In this step I had to start to break my equation down by combining like terms. I started off by identifying my like terms as -6x^2 & 4x^2 and 6 & -4. I combined the x terms by adding -6 and 4 which gave me -2. I then added 6 and -4 which gave me 2. Once I got my individual terms, I was able to combine them and form my simplified equation shown above.

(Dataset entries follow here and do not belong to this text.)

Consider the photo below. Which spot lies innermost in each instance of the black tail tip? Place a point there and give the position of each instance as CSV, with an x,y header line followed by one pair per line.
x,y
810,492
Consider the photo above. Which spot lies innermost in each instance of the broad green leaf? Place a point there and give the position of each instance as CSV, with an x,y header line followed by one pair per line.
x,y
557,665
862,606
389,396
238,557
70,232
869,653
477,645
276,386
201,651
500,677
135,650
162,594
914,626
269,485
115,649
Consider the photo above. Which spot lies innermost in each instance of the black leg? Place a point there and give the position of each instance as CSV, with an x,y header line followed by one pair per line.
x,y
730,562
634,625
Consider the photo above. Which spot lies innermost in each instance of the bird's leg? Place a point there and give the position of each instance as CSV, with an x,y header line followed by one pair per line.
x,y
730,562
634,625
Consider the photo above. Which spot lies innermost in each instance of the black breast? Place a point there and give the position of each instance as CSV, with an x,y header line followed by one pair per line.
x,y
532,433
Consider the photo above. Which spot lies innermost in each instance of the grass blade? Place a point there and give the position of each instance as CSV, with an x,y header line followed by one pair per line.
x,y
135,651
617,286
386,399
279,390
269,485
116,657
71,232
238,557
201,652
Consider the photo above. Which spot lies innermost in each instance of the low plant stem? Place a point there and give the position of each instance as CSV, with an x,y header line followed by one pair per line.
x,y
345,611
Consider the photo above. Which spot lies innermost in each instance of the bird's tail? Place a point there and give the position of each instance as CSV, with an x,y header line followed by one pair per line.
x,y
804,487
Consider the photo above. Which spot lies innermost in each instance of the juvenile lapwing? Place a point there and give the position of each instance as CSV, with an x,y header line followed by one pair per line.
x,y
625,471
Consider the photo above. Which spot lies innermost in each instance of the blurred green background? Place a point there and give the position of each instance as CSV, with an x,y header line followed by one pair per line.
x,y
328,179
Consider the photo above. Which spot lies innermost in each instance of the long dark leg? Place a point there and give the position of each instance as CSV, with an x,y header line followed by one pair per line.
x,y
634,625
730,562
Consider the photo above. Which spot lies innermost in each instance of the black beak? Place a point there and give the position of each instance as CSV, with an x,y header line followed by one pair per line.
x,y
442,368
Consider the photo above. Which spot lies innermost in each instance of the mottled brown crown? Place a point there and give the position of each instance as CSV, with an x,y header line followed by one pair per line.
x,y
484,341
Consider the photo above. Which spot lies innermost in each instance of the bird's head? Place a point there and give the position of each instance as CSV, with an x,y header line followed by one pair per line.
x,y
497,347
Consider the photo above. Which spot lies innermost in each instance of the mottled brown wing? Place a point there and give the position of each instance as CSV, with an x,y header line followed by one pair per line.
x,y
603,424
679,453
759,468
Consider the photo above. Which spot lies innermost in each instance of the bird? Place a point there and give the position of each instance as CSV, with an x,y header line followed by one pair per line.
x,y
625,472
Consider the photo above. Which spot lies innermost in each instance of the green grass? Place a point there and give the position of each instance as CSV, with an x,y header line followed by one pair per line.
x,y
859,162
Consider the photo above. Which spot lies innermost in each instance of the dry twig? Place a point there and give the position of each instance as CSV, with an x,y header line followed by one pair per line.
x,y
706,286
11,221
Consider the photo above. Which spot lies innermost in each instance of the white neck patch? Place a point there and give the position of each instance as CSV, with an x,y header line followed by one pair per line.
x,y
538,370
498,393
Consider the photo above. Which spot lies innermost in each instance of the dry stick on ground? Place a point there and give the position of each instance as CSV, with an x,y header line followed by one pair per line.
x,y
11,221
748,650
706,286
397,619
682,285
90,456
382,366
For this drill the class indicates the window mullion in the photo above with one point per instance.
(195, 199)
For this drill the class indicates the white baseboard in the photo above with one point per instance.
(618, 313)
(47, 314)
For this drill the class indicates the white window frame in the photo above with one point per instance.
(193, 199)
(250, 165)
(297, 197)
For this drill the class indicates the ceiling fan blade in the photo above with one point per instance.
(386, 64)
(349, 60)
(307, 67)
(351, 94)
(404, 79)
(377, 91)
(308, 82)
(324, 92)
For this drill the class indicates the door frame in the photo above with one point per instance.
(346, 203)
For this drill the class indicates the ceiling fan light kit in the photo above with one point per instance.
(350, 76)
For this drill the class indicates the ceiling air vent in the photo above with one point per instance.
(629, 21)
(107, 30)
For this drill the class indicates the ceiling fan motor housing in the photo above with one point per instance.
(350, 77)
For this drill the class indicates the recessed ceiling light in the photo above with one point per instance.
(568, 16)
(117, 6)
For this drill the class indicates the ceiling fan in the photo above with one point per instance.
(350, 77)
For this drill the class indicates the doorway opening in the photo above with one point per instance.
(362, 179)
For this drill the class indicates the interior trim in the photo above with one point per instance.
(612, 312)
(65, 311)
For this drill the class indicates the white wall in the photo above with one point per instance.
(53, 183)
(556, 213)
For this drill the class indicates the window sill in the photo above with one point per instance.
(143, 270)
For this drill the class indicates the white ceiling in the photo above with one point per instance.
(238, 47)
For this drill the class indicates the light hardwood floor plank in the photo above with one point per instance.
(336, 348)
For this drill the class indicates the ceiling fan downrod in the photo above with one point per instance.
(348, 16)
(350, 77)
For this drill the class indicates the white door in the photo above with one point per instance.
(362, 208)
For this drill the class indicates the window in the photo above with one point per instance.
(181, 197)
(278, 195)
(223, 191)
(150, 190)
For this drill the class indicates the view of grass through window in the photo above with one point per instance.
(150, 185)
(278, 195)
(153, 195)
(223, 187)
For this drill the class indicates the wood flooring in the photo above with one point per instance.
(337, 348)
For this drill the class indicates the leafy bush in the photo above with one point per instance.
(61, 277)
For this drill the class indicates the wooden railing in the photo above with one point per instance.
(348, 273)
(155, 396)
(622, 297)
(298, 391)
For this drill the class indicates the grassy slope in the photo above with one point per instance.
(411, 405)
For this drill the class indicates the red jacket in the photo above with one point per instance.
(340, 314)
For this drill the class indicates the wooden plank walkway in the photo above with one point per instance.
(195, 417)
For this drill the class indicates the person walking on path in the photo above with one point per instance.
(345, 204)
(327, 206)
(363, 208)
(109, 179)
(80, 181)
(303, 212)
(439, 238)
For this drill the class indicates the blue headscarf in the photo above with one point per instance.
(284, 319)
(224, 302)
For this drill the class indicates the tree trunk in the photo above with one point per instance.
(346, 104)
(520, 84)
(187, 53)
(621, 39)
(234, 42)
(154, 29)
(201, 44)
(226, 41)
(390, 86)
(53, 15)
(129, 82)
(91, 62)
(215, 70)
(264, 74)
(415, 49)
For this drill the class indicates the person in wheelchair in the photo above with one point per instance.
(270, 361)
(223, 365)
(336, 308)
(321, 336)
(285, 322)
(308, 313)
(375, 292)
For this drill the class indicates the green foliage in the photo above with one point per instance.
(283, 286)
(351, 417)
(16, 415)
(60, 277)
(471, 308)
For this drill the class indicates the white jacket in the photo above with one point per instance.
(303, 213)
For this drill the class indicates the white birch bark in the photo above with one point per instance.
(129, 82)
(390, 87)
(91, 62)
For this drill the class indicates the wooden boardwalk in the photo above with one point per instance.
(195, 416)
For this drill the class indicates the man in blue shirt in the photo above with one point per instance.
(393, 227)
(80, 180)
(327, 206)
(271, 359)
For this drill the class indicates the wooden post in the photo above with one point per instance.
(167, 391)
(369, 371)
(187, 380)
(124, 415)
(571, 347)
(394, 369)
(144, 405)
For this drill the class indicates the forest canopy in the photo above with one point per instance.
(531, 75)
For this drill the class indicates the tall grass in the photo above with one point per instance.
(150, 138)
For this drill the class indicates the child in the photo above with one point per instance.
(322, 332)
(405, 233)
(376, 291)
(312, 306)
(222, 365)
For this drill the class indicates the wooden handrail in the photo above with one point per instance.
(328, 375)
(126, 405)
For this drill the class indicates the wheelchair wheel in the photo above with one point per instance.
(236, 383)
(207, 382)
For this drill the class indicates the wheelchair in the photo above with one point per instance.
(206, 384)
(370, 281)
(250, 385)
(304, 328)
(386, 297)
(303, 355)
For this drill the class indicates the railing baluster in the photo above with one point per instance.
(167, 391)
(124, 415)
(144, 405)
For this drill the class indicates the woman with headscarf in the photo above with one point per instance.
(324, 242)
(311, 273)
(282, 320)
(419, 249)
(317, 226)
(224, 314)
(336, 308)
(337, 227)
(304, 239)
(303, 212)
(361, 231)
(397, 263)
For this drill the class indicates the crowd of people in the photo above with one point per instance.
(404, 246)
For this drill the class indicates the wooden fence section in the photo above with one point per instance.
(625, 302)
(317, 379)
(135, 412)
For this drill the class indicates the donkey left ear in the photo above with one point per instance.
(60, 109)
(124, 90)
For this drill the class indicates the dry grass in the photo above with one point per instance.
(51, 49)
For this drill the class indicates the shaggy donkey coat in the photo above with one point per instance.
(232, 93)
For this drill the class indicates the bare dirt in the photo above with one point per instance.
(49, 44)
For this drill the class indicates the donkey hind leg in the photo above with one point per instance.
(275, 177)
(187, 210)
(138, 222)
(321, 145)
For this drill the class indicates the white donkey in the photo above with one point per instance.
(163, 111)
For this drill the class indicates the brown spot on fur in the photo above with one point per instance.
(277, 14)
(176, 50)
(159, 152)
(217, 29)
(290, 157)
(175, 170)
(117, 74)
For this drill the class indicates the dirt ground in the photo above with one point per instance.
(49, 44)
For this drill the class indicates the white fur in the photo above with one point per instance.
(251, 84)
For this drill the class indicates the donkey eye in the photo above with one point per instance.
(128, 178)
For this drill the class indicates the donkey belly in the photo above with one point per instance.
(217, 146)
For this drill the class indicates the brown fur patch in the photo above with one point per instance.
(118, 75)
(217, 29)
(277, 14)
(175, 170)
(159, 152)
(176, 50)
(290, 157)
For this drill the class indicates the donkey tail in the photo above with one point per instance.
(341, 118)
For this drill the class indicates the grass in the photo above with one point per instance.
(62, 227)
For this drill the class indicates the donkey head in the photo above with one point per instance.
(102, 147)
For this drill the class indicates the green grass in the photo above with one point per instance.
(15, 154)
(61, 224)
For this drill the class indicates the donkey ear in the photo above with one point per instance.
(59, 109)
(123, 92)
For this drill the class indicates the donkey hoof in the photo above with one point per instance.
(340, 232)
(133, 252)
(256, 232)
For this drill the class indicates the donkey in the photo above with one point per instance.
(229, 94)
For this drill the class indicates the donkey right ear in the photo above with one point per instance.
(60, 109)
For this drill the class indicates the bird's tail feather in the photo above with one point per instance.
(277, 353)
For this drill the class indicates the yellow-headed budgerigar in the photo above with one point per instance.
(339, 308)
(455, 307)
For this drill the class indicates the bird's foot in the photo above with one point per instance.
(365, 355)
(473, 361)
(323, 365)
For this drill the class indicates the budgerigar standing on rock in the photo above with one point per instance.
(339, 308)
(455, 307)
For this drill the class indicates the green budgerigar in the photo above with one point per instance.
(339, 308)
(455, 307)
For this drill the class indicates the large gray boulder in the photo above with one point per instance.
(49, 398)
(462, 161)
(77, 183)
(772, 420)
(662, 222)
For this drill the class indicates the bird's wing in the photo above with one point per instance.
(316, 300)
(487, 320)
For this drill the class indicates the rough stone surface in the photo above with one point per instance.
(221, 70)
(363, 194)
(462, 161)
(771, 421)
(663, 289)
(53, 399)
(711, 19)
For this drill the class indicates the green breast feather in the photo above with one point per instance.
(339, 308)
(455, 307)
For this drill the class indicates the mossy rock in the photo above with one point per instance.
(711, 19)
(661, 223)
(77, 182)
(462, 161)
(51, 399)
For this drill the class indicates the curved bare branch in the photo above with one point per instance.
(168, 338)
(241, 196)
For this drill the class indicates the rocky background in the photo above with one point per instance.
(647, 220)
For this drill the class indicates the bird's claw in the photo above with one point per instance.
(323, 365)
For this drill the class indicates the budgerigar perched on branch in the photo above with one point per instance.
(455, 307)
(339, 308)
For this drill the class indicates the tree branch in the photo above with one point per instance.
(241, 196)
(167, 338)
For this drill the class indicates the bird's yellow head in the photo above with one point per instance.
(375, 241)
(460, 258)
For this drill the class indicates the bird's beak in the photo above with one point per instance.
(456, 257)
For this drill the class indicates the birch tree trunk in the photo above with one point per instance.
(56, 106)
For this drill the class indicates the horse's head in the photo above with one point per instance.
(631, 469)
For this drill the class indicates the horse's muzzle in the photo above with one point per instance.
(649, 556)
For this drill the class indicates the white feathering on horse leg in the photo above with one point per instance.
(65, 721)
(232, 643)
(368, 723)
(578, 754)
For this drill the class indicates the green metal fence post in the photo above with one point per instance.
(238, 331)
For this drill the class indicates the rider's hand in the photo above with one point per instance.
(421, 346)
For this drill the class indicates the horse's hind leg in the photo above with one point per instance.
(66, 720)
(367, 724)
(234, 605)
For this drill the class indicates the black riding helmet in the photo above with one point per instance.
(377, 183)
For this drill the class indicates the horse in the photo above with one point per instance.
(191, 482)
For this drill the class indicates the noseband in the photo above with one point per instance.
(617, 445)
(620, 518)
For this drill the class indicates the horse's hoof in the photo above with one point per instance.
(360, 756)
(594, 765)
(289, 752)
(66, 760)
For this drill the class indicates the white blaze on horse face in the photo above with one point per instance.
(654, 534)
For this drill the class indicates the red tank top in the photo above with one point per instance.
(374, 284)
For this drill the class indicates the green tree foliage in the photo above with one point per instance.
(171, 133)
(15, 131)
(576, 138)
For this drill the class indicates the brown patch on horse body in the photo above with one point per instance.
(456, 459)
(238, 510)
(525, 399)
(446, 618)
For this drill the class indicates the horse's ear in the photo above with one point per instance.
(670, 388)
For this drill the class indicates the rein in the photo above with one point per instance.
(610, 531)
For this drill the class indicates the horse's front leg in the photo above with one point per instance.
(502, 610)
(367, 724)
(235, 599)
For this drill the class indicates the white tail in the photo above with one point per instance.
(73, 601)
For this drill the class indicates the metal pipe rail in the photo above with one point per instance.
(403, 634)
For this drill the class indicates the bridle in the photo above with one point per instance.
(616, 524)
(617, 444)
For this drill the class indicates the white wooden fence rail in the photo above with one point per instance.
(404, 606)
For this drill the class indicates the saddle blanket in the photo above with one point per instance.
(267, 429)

Step 4: -2x^2-2x^2+2-2=18-2

In order for me to isolate the term connected to the x from the term without an x, I had to cancel out my 2 term. Since it was being added to the -2x^2, I had to do the opposite which in this case was subtraction in order to cancel them out. Once I cancelled them out, I was left with -2x^2=16.

Step 5: -2x^2÷-2=16÷-2

In this step I continued to work towards getting the x by itself by diving -2 on both sides. When I divided it by -2x^2, I ended up with x^2 and then when I divided 16 by -2 I was left with -8. From this point I rewrote my equation as x^2= -8.

Step 6: x^2= ±√4*-2

The next step was for me to try to cancel out the x^2 by getting the square root of it. With the square root method it is a rule, in order to get rid of a number squared you must get the square root of it. After getting the square root, I am left with x by itself. Since, I did that I have to then do the same to the other side to factor out the 8.Due to the fact that 8 is not a perfect square I had to then find a perfect square in 8 and I came to the conclusion that 4 is one and that in order to get -8, you have to multiply 4 by -2. After figuring that out I was left with the equation above.

Step 7: x= ±2i√2

Lastly, I had to simplify the terms inside of the radical. Knowing that 4 was a perfect square, I followed the rules of square roots and took the perfect square out of the radical and attached it to the outside along with the plus or minus sign. That then left me with 2√-2. I had to include the plus or minus sign because of the fact that it is the result of an even square root, so it can have both the negative and positive form of the number being squared to get that answer .Once, I got to that point I realized that there was a negative term in the radical so I used the rules of square roots to cancel it out so I took away the negative sign and attached an i to the 2 on the outside. After attaching the i, my simplified equation came out to be the equation above. I have successfully solved this problem, due to the fact that I have gotten two solutions for x.